Огромные двери впереди открылись так, чтобы идущим не пришлось ни останавливаться, ни даже замедлять шаг. Свет лился на каменный пол, отполированный настолько, что Фемистокл видел в нем отражения факелов, похожие на движущиеся искры. Он шел по залу мимо замерших неподвижно мужчин и женщин, поглядывая по сторонам, видя чужие лица и странные одеяния. Когда правитель города наконец замедлил шаг, Фемистокл уже запыхался. И как же это он успел так ослабеть?

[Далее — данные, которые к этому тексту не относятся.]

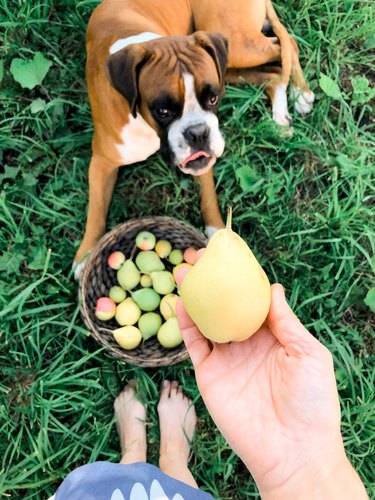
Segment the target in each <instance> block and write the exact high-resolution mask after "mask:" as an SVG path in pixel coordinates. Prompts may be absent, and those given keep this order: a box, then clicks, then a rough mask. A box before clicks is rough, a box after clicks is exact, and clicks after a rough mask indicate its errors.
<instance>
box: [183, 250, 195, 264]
mask: <svg viewBox="0 0 375 500" xmlns="http://www.w3.org/2000/svg"><path fill="white" fill-rule="evenodd" d="M197 253H198V250H197V249H196V248H193V247H189V248H187V249H186V250H185V251H184V261H185V262H187V263H188V264H191V265H193V264H195V263H196V262H197Z"/></svg>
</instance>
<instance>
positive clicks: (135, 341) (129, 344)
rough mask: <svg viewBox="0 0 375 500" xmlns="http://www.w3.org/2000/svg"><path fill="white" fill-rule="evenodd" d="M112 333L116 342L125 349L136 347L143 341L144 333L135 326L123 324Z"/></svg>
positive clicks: (134, 348)
mask: <svg viewBox="0 0 375 500" xmlns="http://www.w3.org/2000/svg"><path fill="white" fill-rule="evenodd" d="M112 333H113V336H114V338H115V340H116V342H117V343H118V344H119V345H120V346H121V347H122V348H123V349H127V350H130V349H135V348H136V347H138V346H139V344H140V343H141V341H142V334H141V332H140V330H139V329H138V328H136V327H135V326H123V327H122V328H117V329H116V330H113V332H112Z"/></svg>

В дальнем конце зала с золотого трона поднялся и спустился по ступенькам человек. Кто это, Фемистокл понял, когда правитель города прошептал молитву. Мгновение спустя все остановились и упали животом на мрамор. Они находились в присутствии Ксеркса, великого царя Персии.
Фемистокл, поколебавшись, лег рядом с ними. Он поклялся, что сделает это, и был рад, что здесь нет Аристида с его комментариями. Как-никак он был далеко от дома и в душе надеялся на что-то вроде милосердия.
Царь приблизился к ним вместе с каким-то человеком и заговорил по-персидски. Переводчик повторил его слова на греческом.